Il Bodø si sta preparando al caldo di Marbella, nonostante l'andata con l'Inter si disputi nel loro stadio, l'Aspmyra Stadion, impianto da 8.276 posti con terreno in erba sintetica e riscaldamento sotterraneo, pensato per resistere al clima rigidissimo. Il freddo e la superficie del campo sono insidie notevolissime per gli avversari, soprattutto nelle competizioni continentali. La scorsa stagione i norvegesi sono arrivati in semifinale di Europa League e quest’anno hanno conquistato i playoff di Champions. Risultati clamorosi per una squadra di quel livello. Il Bodø/Glimt ha vinto, in Europa, 32 partite in casa su 43, dal 2020: il 75%. In solo 5 occasioni non ha segnato, in altre 5 ha segnato solo un gol. Nelle restanti 33 partite ha fatto sempre dai due gol in su. Tra le vittime "illustri", Roma (due volte), Porto, Lazio, Besiktas, Olympiacos e Manchester City, Stella Rossa e Sturm Graz, mentre il Tottenham ha faticato per portare a casa un punto. L'Atletico Madrid, invece, ha perso al Wanda Metropolitano, dimostrando che i norvegesi sanno essere pericolosi anche in trasferta.

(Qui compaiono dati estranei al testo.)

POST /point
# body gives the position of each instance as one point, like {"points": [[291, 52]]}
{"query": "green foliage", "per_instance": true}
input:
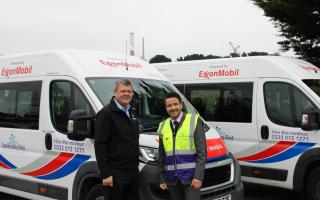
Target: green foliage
{"points": [[197, 57], [159, 59], [298, 22]]}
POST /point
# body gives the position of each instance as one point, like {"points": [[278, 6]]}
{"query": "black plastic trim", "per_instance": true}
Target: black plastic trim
{"points": [[307, 161], [87, 170], [33, 187], [264, 173]]}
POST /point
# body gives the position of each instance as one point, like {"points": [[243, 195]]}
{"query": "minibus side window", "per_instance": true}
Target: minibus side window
{"points": [[20, 105], [285, 103], [223, 102], [65, 97]]}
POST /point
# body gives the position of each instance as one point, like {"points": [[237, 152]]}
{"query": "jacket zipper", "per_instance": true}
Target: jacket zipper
{"points": [[174, 155]]}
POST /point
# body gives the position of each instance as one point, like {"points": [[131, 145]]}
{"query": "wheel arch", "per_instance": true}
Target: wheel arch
{"points": [[307, 162], [86, 177]]}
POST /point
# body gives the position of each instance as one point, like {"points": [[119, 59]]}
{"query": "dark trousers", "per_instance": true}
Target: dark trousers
{"points": [[125, 185], [182, 191]]}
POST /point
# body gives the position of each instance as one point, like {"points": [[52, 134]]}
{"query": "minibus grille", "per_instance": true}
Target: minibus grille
{"points": [[217, 175]]}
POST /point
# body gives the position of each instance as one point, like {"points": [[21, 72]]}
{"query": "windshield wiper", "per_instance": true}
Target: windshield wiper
{"points": [[150, 129]]}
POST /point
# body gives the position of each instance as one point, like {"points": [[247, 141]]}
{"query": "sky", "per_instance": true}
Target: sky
{"points": [[172, 28]]}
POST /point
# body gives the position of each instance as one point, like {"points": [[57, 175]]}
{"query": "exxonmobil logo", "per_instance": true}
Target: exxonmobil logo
{"points": [[119, 63], [219, 73], [20, 70]]}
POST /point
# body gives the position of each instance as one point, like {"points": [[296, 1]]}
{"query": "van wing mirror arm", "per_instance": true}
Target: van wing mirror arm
{"points": [[310, 120]]}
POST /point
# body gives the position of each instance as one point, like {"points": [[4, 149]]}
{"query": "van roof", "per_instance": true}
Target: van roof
{"points": [[76, 63], [235, 68]]}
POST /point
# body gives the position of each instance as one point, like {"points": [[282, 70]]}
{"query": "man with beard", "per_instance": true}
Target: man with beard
{"points": [[182, 151]]}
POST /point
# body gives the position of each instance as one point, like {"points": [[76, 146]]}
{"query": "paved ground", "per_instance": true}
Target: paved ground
{"points": [[252, 192]]}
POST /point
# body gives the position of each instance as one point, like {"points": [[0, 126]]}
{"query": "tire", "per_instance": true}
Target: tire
{"points": [[97, 192], [313, 185]]}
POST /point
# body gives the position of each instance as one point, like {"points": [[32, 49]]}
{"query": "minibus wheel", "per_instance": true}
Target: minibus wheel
{"points": [[97, 192], [313, 185]]}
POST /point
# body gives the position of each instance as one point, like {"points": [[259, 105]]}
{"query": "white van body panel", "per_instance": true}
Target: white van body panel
{"points": [[285, 145], [28, 168]]}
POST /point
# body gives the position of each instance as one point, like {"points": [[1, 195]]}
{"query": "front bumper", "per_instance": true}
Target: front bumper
{"points": [[149, 186]]}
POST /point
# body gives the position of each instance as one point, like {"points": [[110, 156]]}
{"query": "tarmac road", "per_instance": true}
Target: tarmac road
{"points": [[252, 192]]}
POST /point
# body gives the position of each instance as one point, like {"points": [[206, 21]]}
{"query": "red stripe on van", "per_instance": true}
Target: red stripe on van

Nel 4-3-3 organizzatissimo di Knutsen le "stelle" sono Kasper Hogh, bomber della squadra, che è la punta di diamante del Glimt insieme al capitano Patrick Berg (il regista) e all'ex milanista Jens Petter Hauge. Di buon livello anche il portiere Nikita Haikin, il terzino sinistro Fredrik Bjorkan, la mezzala Sondre Brunstad Fet e l'esterno destro alto Mathias Jorgensen, classe 2000.